CATSKILL — The state Department of Transportation has plans to do an extensive amount of roadwork in the village of Catskill this year, Greene County officials said.
Greene County Highway Superintendent Robert Van Valkenburg announced Feb. 11 that the legislature’s request to have Route 385/Spring Street and West Bridge Street repaved up to Route 9W was accepted into the department’s 2019 schedule.
“DOT plans to pave approximately 1.4 miles on Route 385 in Greene County between the intersections of Route 9W and Route 23,” DOT spokesman Bryan Viggiani confirmed. “Project design and costs are still under development, but we anticipate the project to begin sometime in late 2019.”
Greene County lawmakers were thrilled to hear their efforts paid off.
“This is what we lobbied for,” Legislator Harry Lennon, D-Cairo, said. “This is a tremendous victory.”
Legislator Matthew Luvera, R-Catskill, is pleased with the outcome.
“I’m extremely grateful to state DOT, our Greene County Highway Department and my colleagues in the Legislature that helped push for this project,” he said. “This is something that I’ve asked for the last couple years and for this to be a priority along Spring Street and West Bridge Street all the way up to 9W. We need smooth roadways for our people to drive on and also need to have the street look neat.”
The streets and section of Route 385 in the village are subject to heavy traffic, Luvera said.
“The road has been torn up the last couple of years and has been in disrepair,” he said. “It’s a heavily used road in the village used by many Greene County residents going to businesses on the west side.”
The repairs have been a long-time coming, Catskill Village President Vincent Seeley said.
“West Bridge Street has been neglected for many years,” he said. “Being a state highway, our hands are tied to get it fixed.
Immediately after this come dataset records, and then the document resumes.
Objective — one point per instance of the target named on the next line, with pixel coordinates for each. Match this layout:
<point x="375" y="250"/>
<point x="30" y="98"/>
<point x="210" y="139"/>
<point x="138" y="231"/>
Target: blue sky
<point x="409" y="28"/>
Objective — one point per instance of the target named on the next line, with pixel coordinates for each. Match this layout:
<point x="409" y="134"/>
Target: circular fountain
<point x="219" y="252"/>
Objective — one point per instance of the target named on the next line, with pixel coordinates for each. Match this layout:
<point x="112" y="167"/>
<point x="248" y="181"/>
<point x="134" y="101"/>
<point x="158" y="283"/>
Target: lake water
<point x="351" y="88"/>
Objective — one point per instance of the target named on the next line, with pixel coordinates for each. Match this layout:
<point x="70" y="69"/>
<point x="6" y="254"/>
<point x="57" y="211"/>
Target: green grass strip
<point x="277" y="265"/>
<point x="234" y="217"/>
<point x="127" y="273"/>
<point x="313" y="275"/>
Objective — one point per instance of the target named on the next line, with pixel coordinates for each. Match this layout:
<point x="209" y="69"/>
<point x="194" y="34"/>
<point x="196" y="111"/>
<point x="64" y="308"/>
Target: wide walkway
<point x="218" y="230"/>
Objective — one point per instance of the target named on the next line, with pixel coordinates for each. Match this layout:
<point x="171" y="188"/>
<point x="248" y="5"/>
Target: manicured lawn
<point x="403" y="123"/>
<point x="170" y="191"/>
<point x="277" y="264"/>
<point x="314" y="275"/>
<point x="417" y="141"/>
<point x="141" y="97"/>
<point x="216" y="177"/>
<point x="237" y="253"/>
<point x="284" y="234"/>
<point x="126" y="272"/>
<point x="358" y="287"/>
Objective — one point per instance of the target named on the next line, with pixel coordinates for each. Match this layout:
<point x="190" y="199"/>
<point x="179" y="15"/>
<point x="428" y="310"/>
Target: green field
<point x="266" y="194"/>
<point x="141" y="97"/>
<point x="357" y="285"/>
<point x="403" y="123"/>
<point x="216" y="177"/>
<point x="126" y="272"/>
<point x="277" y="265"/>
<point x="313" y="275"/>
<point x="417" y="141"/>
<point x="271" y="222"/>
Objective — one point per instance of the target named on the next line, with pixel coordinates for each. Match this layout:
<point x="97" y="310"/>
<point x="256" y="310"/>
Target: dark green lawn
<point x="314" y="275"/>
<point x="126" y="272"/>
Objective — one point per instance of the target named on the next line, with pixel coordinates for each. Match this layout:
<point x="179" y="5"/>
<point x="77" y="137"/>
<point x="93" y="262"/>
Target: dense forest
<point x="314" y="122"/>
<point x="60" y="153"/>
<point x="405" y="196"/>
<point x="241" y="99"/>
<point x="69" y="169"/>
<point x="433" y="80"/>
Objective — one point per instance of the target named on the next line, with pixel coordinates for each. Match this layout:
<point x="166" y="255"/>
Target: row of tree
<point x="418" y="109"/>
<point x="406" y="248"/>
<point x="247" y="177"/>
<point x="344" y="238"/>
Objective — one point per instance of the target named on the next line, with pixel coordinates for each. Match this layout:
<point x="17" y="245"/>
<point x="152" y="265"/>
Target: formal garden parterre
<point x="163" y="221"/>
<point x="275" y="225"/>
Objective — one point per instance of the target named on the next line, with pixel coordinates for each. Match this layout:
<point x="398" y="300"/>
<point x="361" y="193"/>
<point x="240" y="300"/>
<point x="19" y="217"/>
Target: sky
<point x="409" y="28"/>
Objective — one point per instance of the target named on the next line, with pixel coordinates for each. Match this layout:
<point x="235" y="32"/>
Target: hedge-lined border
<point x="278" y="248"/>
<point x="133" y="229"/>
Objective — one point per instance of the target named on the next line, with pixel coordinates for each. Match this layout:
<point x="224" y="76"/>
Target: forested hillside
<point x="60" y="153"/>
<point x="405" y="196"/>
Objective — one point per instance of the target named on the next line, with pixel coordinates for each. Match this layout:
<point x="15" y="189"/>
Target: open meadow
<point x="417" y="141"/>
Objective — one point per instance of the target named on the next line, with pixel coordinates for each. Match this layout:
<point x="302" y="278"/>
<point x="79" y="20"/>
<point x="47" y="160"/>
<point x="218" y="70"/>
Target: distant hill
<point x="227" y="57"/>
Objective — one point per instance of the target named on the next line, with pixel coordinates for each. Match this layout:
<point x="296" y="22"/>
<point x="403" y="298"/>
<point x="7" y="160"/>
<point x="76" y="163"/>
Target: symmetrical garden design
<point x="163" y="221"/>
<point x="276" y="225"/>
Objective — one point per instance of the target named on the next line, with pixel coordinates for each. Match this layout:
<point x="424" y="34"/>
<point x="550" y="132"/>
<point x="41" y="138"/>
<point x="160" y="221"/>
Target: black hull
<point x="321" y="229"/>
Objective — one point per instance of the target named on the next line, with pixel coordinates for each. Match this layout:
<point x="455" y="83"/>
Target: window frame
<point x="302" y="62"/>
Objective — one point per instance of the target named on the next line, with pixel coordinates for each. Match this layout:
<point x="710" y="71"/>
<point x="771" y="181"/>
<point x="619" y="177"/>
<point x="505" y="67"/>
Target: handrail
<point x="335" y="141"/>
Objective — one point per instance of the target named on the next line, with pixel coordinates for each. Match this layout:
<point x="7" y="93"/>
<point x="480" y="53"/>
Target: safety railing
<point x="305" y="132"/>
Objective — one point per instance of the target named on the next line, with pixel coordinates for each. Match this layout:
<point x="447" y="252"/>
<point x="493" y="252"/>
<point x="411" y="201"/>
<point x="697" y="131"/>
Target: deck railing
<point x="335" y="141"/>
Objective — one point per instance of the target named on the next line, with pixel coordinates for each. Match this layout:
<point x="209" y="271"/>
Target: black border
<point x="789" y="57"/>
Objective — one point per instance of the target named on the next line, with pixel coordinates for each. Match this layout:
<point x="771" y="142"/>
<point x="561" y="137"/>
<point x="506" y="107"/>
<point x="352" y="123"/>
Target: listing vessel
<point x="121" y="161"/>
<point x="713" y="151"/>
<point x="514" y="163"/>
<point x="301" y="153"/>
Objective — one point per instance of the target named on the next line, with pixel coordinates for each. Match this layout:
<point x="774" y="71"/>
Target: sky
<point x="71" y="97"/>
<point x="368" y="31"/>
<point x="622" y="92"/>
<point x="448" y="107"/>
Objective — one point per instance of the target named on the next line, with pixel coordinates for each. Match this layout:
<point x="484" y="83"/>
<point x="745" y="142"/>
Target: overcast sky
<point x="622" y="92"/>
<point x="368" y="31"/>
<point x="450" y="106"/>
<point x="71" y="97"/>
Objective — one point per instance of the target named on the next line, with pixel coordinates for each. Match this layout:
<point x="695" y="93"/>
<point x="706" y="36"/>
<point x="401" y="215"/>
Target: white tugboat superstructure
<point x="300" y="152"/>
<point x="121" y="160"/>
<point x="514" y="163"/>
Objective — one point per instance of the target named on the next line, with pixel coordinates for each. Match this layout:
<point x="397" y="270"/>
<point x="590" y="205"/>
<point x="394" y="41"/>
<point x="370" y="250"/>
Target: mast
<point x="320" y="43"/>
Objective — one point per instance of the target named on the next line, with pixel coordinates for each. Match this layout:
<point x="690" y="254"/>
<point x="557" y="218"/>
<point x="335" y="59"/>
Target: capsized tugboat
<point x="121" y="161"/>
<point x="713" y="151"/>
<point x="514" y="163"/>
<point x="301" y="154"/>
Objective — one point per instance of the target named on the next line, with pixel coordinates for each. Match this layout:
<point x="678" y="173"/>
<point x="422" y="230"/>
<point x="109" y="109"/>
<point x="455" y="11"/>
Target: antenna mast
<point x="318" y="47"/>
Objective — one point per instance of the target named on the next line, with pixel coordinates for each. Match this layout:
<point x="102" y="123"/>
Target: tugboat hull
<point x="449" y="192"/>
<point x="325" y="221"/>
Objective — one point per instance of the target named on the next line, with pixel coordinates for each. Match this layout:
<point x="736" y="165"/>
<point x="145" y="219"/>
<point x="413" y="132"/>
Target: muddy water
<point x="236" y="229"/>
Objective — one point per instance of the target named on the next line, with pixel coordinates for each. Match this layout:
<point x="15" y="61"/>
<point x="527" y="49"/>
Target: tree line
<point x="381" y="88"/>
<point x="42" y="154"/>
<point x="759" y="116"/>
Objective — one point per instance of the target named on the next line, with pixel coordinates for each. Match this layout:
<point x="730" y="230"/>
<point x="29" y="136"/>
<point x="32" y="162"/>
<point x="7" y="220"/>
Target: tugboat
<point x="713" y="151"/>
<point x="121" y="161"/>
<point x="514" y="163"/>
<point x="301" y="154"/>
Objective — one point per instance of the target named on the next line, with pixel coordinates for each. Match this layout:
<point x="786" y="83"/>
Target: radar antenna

We are so happy for the work scheduled to be done and thank those who helped make it a reality.”
Seeley sees West Bridge Street as an integral highway for the village.
“We believe West Bridge Street is our link between the downtown business district and the box stores,” Seeley said. “It’s imperative that we make it as attractive and friendly as we can.”
Seeley hopes the work will commence after school is out for the summer, so there is less impact on traffic, he said.
In addition to addressing the roads, the village is also looking at infrastructure improvements, Seeley said.
The village experienced a series of water main breaks in January and February due to fluctuating temperatures and the age of the main.
“In our 2019 capital plan, we are looking to replace some of the oldest [water] lines,” Seeley said earlier this month.
Figures for the capital project have not been drawn up yet, as the village’s fiscal year begins in June.
Seeley wants to make infrastructure improvements before the roads are repaved, he said.